I was interested in a story about how Keith Newton, "entertainments editor of the Teesside Gazette for a quarter of a century, lost a four-year battle with cancer last week."
As someone who has come out of the other side of the profession I have to wonder why we always wrote like that. Was it really a battle against cancer? And if a cancer sufferer said to himself "I'm not going to fight this thing." would it still be described as a battle?
Keith had apparently worked on a national newspaper in London but returned to his roots in Teesside which can politely be described as gritty.
Wife Lyn said: “He adored the job, the camaraderie, going out and meeting people, working to deadlines, going to the theatre…. he was passionate about everything he did. “He’d often be on the phone, talking to famous people – the likes of Paul Daniel would often ring us.”
There's something strangely heart warming about this. The camaraderie. That's exactly what we lost somewhere along the line as we became obsessed with the bottom line. I do wonder if Hold the Front Page means Paul Daniels. And if so, I wonder why anyone would want to talk with him.
I'm guessing there's a brave new world out there and the ink of newspapers doesn't feature. There's something wonderfully sexy about my new Kindle Fire, although it would be a lot better if I didn't keep losing the switch to turn it on. Sure I can buy reports from the New York Times or whatever newspaper I want on my Kindle, although I doubt if I will. But I have to wonder if there will be anyone left to write the stuff soon.

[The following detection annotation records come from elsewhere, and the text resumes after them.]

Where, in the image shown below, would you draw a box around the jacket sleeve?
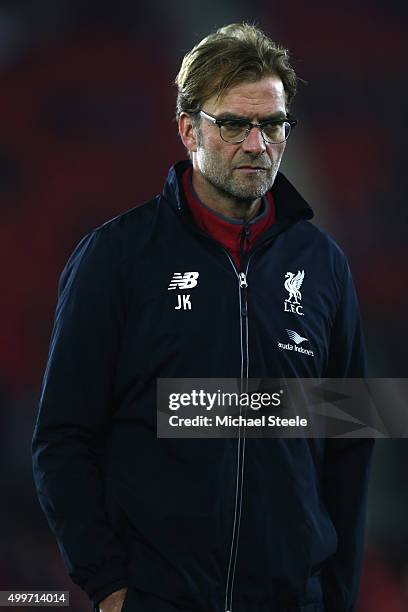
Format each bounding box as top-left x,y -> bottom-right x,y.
32,227 -> 127,603
322,260 -> 374,612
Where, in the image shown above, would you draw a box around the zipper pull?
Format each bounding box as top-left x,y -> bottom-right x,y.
239,272 -> 248,289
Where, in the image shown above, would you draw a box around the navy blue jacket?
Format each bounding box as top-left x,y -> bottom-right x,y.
32,162 -> 372,612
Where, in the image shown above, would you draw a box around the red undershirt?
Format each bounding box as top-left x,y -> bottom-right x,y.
182,166 -> 275,270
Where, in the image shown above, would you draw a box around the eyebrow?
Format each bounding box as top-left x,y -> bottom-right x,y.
217,111 -> 287,123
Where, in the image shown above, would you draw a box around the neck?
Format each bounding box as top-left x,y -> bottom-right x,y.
192,170 -> 261,222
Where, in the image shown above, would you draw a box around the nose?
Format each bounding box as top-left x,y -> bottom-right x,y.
242,127 -> 266,155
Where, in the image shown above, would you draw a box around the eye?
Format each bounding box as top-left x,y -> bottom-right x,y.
262,121 -> 286,138
222,119 -> 247,130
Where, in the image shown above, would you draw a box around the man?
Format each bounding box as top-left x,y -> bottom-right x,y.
33,24 -> 372,612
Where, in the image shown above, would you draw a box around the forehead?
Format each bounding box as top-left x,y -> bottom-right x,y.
205,76 -> 286,119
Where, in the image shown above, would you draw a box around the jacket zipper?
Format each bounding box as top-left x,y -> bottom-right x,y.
224,245 -> 252,612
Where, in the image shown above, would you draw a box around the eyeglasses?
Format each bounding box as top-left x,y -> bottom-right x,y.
198,110 -> 297,144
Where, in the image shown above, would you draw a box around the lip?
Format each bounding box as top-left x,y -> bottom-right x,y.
236,166 -> 266,173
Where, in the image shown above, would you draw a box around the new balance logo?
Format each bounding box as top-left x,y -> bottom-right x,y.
168,272 -> 200,291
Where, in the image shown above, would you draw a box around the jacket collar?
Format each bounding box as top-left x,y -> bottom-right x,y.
163,160 -> 313,225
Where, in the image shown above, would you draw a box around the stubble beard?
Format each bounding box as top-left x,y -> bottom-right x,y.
200,142 -> 280,206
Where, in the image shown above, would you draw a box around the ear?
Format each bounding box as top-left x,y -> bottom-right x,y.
178,112 -> 197,153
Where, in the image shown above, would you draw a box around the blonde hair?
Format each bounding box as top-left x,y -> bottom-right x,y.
175,23 -> 297,119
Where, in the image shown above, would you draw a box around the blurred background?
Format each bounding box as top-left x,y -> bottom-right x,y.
0,0 -> 408,612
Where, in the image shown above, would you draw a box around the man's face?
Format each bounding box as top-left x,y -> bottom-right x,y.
192,76 -> 286,202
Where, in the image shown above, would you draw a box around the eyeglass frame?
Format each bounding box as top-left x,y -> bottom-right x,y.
196,109 -> 298,144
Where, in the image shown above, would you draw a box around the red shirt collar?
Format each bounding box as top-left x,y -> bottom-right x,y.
182,166 -> 275,270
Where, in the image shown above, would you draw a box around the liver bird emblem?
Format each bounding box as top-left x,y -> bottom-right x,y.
285,270 -> 305,304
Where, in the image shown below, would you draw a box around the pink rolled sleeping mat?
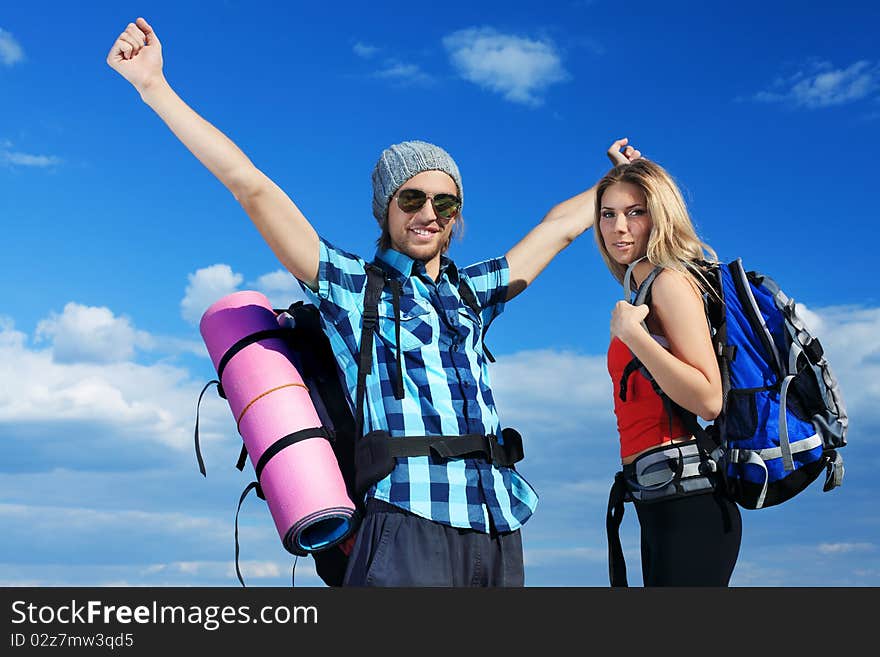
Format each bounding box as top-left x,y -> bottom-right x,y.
199,291 -> 355,555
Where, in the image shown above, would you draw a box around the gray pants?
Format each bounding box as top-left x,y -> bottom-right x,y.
343,499 -> 524,587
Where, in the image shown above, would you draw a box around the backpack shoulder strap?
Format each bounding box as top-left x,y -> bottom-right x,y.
354,264 -> 385,438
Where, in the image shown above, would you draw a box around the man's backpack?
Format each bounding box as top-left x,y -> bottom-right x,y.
624,258 -> 848,509
195,264 -> 506,587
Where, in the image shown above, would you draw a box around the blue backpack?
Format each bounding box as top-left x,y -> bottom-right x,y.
625,258 -> 848,509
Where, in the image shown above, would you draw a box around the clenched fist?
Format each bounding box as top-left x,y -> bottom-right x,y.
107,18 -> 162,92
611,301 -> 648,344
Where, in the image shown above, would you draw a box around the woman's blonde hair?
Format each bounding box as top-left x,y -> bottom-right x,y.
593,159 -> 718,292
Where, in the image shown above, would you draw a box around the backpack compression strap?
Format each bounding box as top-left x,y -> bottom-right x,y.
458,277 -> 495,363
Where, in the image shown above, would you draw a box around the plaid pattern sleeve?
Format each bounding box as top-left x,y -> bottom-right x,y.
459,256 -> 510,326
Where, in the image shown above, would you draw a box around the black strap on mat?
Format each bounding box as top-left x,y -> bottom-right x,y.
235,481 -> 266,586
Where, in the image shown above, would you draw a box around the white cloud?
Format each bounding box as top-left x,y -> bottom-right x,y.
798,304 -> 880,422
36,302 -> 154,363
249,269 -> 307,308
443,27 -> 569,106
0,27 -> 24,66
490,349 -> 612,435
0,149 -> 61,169
373,60 -> 433,85
352,41 -> 379,59
0,314 -> 223,454
817,543 -> 877,554
180,264 -> 244,325
523,545 -> 608,566
753,60 -> 880,109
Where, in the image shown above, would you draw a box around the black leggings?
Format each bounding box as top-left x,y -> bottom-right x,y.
635,493 -> 742,586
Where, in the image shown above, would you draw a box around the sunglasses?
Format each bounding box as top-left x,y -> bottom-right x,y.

PS - It would be remiss to write this without bidding a fond farewell to Daft Scots Lass who unexpectedly quit blogging for like ever after a couple of centuries of blogging on a daily basis. She also appears to have disappeared from Google+ as well as to have disabled comments so as nobody can say "don't be so daft." So no more shocking early morning blog titles which cause one to spill one's coffee on oneself. We'll miss ya. Although I have considered quitting blogging from time to time, I have discounted the idea as I always seem to find something to bang on about.
I cracked up when I FINALLY got the Myra Mains joke! lol! Too funny!!! I never worked in a newspaper newsroom but I did work in broadcast news so I was around that kind of newsroom a lot. I didn't care for it to be honest; I wasn't a journalist but in the production dept of the TV station. I was sickened and angered the night of the plane that exploded over Lockerbie, when they sent a newstruck out in search of any relative of a victim, just so that they could tie Boston to the tragedy. That kind of thing makes me sick. I quit 6 months later and never went back to TV production/news.
ReplyDeleteYes don't you miss the good old days of news - recall being asked to 'doorstep' a woman whose husband had just set himself on fire - happy days.
DeleteSorry to hear it's such an abandoned world, I hope I'll work in a magazine or something like that someday. I still remember fondly the day I won a prize in the contest of zines about dental hygiene when I was 9. So proud of myself :-)
ReplyDeleteyay for dental hygiene feats Starla - you never know. Mags are still popular.